# 20 gauge for turkeys?



## Onion (Apr 10, 2004)

I have an "extra" twenty guage remington 870 laying around and I am thinking of converting it to a turkey gun as this will be my first year goin after turkeys.

By converting I mean screwing in a turkey choke and painting it camo.

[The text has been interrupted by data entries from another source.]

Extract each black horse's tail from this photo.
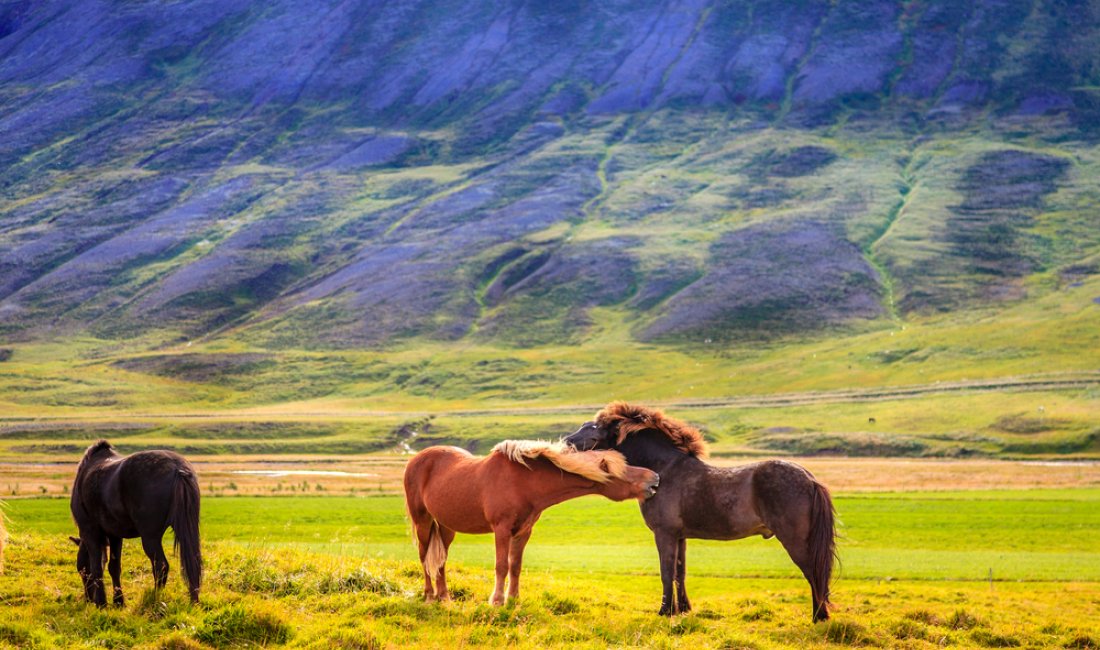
[168,470,202,603]
[807,480,837,623]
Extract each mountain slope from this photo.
[0,0,1100,346]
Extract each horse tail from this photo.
[0,503,8,573]
[424,519,447,580]
[168,469,202,603]
[807,480,838,623]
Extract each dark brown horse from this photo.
[405,440,659,605]
[564,401,836,623]
[69,440,202,607]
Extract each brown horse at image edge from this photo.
[564,401,836,623]
[405,440,659,605]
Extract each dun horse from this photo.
[564,401,836,623]
[405,440,659,605]
[69,440,202,607]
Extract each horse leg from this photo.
[107,537,127,606]
[508,528,534,599]
[409,519,436,603]
[80,533,107,607]
[141,533,168,590]
[653,530,680,616]
[675,538,691,614]
[488,524,512,605]
[436,524,454,601]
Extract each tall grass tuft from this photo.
[195,604,292,648]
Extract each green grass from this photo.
[8,489,1100,582]
[0,489,1100,648]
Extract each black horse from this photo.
[565,401,836,623]
[69,440,202,607]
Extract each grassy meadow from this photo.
[0,488,1100,648]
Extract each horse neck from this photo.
[615,429,692,474]
[528,459,603,511]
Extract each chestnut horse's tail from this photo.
[424,520,447,580]
[405,485,447,580]
[0,504,8,573]
[807,480,837,623]
[168,469,202,603]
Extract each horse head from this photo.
[600,465,661,502]
[562,421,617,451]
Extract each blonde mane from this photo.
[596,401,710,459]
[493,440,626,483]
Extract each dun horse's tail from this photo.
[809,481,837,623]
[168,470,202,603]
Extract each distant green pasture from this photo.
[7,489,1100,588]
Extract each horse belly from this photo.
[424,482,493,535]
[681,475,770,540]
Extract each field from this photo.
[0,483,1100,648]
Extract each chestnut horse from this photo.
[0,502,8,573]
[564,401,836,623]
[405,440,659,605]
[69,440,202,607]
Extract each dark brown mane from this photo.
[76,440,114,476]
[596,401,710,459]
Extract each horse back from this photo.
[405,447,503,533]
[72,451,195,538]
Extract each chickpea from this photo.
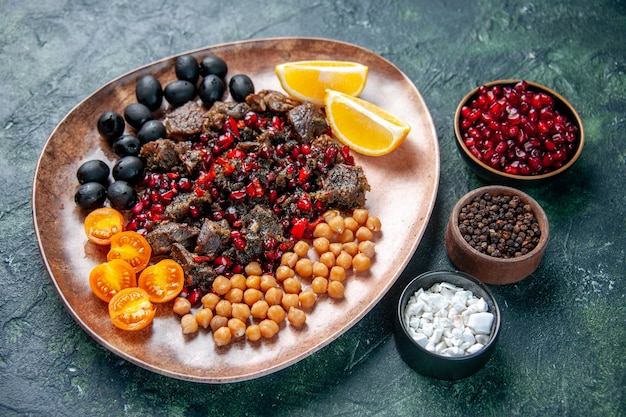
[335,251,352,269]
[172,297,191,316]
[276,265,296,281]
[313,262,332,278]
[343,242,359,256]
[213,326,232,346]
[313,237,330,255]
[281,294,300,311]
[265,288,283,306]
[246,324,261,342]
[311,277,328,294]
[228,318,246,339]
[244,261,263,276]
[337,229,354,243]
[356,226,374,242]
[230,274,248,291]
[283,278,302,294]
[243,288,263,306]
[343,216,360,233]
[261,275,278,292]
[230,303,250,322]
[326,215,346,234]
[267,305,287,324]
[328,242,343,257]
[328,266,346,282]
[202,292,221,310]
[352,253,372,272]
[313,223,334,239]
[224,288,243,303]
[209,316,228,333]
[250,300,269,320]
[295,258,313,278]
[298,290,317,311]
[359,240,376,259]
[293,240,309,257]
[213,275,230,295]
[352,209,369,225]
[196,308,213,329]
[180,313,198,334]
[280,252,298,268]
[365,216,382,232]
[215,300,233,317]
[287,307,306,327]
[259,319,279,339]
[328,281,345,298]
[319,252,336,268]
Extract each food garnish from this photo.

So does anyone use a 20 gauge for turkeys? If not, anyone have a suggestion for a cheap alternative (cheap meaning a 12 guage that costs less than a turkey barrel for a 12 gauge 870)?


----------



## DarbyMan (Dec 11, 2005)

My son uses his 20 gauge deer gun for turkeys. Kills 'em just like a 12. A lot easier on the shoulder too.


----------



## ski (May 13, 2004)

I'd just put a turkey choke on it. Don't bother painting it.
ski


----------



## JIG (Nov 2, 2004)

Carried one for 20 yrs. Now my old man uses it for turkey because its so light.


----------



## fishhunter24 (Jan 17, 2005)

i have the same gun i put a under taker chke on mine at 40 yards puts 29 bb in the kill zone my dad killed one with it at 45 yards last year. i hunted that bird for 2 weeks stright and never got him so i went after another one my dad hunted one day and killed him


----------



## CHOPIQ (Apr 6, 2004)

I wouldn't bother painting it, just get a camo sleeve for it. It kinda looks like a sock that slides over the gun. No problem with a 20 gauge.


----------



## hunterm (Apr 22, 2004)

My daughter hunts with a 20 and it works just fine. She is only 5'3" 120 lbs so the recoil is easier on her.


----------



## Onion (Apr 10, 2004)

Great! Glad to hear I don't have to buy another gun.

Thanks for the help.


----------



## peple of the perch (Sep 13, 2004)

weve been seeing some big turkeys by us cant wait to get them


----------



## Onion (Apr 10, 2004)

I saw so many deer hunting this year I figured I should kill one


----------